The stew would have boiled away if I had not got up to stir it, for Laura was sitting at the table, twisting a plait of her rabbitty brown hair, and looking calf-eyed into the fire. “I do miss Johnny something fierce, but we can’t meet too often, for fear we’ll be seen together. Once people got to talking, there’d be no shutting them up, so I keep having to do with Tom, and seeing Johnny only now and then. I feel like a bear in a cage. There ain’t nothing else to do around here, except chores. If I didn’t have something to do besides washing and cooking, I’d take leave of my senses. Tom is as good as anything else. Us being together is nothing to either one of us, but just a way to pass the time that don’t feel like working.”

It always felt like work to me, but I nodded like I understood her nonsense. “So your heart is set on your nut brown boy-if he keeps his word about taking you away with him?”

She slapped the table with her open hand, and the stirring spoon clattered off on to the floor. “Not if! When! He swore it. Johnny says he plans to light out of here when the weather gets warm-near the end of May. I’ve made up my mind that when he comes through here, I’m packing up my clothes, and going with him.”

I laughed. “Well, you’d best not let word get around that you are fixing to run off with a freed slave, Cousin. Else he won’t get any farther than the end of a rope.”

She so far forgot herself as to shout at me. “Don’t you think I know that? I ain’t told nobody but you, Pauline. I’m counting on you not to give us away.” Right away, she clapped her hand over her mouth, and looked around, fearful that somebody had come in and overheard her, but nobody was there except the baby, asleep in its pallet on the floor. It stirred and moaned at the sound of its big sister raising her voice, but Laura cast a fearful look at the baby and quieted down at once. It tossed a time or two, and rolled over so its back lay to the fire, and went on sleeping.

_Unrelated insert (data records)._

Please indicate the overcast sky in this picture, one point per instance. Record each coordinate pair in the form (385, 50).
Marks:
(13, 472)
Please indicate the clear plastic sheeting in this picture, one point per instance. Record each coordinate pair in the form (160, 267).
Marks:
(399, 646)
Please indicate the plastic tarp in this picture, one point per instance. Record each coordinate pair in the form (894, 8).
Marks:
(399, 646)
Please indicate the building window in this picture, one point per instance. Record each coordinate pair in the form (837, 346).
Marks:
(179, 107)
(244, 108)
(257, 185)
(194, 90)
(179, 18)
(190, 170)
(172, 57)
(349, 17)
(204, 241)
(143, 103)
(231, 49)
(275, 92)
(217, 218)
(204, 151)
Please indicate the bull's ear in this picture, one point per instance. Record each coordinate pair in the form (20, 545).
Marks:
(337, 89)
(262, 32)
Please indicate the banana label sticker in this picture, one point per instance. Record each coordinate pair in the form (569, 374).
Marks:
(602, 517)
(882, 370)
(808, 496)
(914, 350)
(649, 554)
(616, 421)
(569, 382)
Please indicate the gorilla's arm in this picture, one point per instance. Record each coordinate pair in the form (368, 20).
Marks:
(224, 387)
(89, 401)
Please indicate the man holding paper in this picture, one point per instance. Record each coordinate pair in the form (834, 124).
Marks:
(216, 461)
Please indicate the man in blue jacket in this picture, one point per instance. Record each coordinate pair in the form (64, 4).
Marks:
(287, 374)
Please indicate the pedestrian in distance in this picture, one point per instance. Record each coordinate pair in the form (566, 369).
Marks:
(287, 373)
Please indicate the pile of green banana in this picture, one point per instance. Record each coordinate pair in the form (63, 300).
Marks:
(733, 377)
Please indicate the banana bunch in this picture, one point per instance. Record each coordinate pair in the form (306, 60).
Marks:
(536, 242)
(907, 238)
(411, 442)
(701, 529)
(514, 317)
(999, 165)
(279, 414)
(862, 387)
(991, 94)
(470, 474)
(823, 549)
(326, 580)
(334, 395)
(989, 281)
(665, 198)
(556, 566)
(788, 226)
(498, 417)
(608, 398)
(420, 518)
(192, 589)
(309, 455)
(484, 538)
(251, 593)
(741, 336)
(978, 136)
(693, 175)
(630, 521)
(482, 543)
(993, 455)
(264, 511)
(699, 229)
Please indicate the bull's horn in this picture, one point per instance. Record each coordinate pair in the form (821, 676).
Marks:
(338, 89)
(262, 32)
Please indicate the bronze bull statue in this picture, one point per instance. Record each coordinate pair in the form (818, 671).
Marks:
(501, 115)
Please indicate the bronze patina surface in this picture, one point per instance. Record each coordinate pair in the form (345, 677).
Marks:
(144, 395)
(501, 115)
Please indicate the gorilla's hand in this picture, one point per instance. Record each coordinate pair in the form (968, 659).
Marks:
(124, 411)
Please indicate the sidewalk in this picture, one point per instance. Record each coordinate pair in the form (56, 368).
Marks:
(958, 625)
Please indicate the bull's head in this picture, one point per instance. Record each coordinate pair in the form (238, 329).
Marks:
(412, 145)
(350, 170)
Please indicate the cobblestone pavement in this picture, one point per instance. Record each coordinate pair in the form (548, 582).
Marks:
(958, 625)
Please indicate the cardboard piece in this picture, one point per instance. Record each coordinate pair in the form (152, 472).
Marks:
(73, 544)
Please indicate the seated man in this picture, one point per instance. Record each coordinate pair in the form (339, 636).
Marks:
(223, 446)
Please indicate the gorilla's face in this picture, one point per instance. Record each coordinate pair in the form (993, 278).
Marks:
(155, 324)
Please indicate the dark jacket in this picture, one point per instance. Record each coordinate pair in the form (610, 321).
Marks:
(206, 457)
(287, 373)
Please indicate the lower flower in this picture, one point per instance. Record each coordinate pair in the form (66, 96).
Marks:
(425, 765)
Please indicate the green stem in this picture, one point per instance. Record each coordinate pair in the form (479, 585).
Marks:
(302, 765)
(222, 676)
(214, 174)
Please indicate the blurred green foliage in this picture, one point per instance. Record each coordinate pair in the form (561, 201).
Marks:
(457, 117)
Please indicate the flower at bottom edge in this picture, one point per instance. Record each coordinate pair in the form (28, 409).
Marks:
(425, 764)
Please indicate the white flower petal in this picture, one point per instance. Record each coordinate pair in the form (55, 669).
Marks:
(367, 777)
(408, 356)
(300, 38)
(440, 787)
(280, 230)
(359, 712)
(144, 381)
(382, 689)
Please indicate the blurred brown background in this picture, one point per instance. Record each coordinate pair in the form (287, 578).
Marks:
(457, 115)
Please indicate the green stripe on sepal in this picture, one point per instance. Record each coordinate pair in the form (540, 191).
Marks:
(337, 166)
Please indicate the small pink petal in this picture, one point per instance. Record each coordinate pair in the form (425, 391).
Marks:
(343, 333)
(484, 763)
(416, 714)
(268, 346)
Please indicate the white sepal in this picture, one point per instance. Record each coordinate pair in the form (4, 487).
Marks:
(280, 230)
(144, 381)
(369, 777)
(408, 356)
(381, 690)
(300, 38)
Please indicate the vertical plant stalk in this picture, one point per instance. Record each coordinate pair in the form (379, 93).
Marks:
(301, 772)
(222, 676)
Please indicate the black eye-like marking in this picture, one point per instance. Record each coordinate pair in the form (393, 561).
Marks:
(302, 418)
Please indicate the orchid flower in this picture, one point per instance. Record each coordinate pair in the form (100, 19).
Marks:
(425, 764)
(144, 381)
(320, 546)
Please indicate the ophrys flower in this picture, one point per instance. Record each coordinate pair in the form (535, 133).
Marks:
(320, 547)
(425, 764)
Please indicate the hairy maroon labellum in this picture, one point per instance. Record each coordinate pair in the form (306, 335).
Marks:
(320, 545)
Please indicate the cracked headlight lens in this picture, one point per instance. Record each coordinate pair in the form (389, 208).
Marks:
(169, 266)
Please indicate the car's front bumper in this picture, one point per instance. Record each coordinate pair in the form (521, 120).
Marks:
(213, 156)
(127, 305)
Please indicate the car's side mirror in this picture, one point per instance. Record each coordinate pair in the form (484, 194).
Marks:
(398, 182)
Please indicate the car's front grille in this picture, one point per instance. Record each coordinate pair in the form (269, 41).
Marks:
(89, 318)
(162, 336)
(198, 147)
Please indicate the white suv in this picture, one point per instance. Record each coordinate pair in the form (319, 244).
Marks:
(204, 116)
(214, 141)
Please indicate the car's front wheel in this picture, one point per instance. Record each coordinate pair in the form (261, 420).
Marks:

“Oh, please, Pauline,” she said, whispering again, and grabbing at my sleeve with her fingers. “You have to keep my secret. Don’t let on to nobody that I told you. It’s only for a couple more weeks, and then I’ll be shut of here for good.”

I shrugged. “It’s nothing to me, Laura. I just hope your man realizes the chance he is taking. If he gets killed for messing around with you, it’ll be on your head, not mine.”

“But you promise you won’t give me away?”

“I will not tell anybody that you have any lover other than Tom Dula. I swear.” It makes me smile when I can tell someone the absolute truth, and still be planning their destruction. None of them could see more than a yard in front of their noses. But I could. I had everything I needed now to bait my trap, and so long as it ensnared Ann Melton, I did not care a damn who else got hurt. That was their lookout.